"Despite centuries of intense and heavy industry expended on the study of all sorts of features of the gospels," Wright writes, "we have often managed to miss the main thing that they, all four of them, are most eager to tell us. What we need is not just a bit of fine-tuning, an adjustment here and there. We need a fundamental rethink about what the gospels are trying to tell us."
The inside flap of the book sets my mind on skeptic mode immediately. I don't like overstaters (partly because I am one), and certainly not those who would suggest that for 2,000 years the church has missed the main point of its main text.
I am, however, walking away from this book with two things that I am grateful to have considered and learned. First, it is indeed interesting to consider the way the Gospels have been relayed in the context of the church. Wright points out convincingly that our very definition and understanding of "gospel" comes more from the Apostle Paul than it does the four books by that name. Unless we take the Gospels to be mere historical authentication that Christ has opened heavens doors, one must admit that the Gospels don't focus precisely in the same place that the epistles of Paul and others do. Additionally, the question is raised as to how the creeds go from chapter one to the final chapters of each Gospel: "...conceived by the Holy Spirit, born of the virgin Mary, suffered under Pontious Pilate, was crucified, dead, and buried." What about the miracles, the teaching, the discipline?
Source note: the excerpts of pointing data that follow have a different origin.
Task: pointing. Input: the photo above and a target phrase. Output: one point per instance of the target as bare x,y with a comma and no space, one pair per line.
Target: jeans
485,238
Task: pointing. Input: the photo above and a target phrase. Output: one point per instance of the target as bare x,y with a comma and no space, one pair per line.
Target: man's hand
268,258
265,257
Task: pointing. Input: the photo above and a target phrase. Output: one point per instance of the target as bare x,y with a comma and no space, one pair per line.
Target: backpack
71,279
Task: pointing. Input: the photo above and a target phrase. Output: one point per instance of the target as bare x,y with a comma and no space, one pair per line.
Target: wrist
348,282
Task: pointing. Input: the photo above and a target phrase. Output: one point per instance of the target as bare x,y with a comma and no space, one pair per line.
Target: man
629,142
What about the message of the KINGDOM, Wright asks.
Second, even if one didn't make the time for the entire book, I found the final chapter very helpful and would recommend it. There, Wright offers not a critique of the creeds themselves, but a vision of what ought to be going through the orthodox believers mind as (s)he recites. They have guided the church through heresy, and they continue to stand as flags around which the universal church can be unified. How important it is that we not lose sight of what they mean.
It has been said that the best teacher makes Scripture more clear not less. Wright makes it more clear.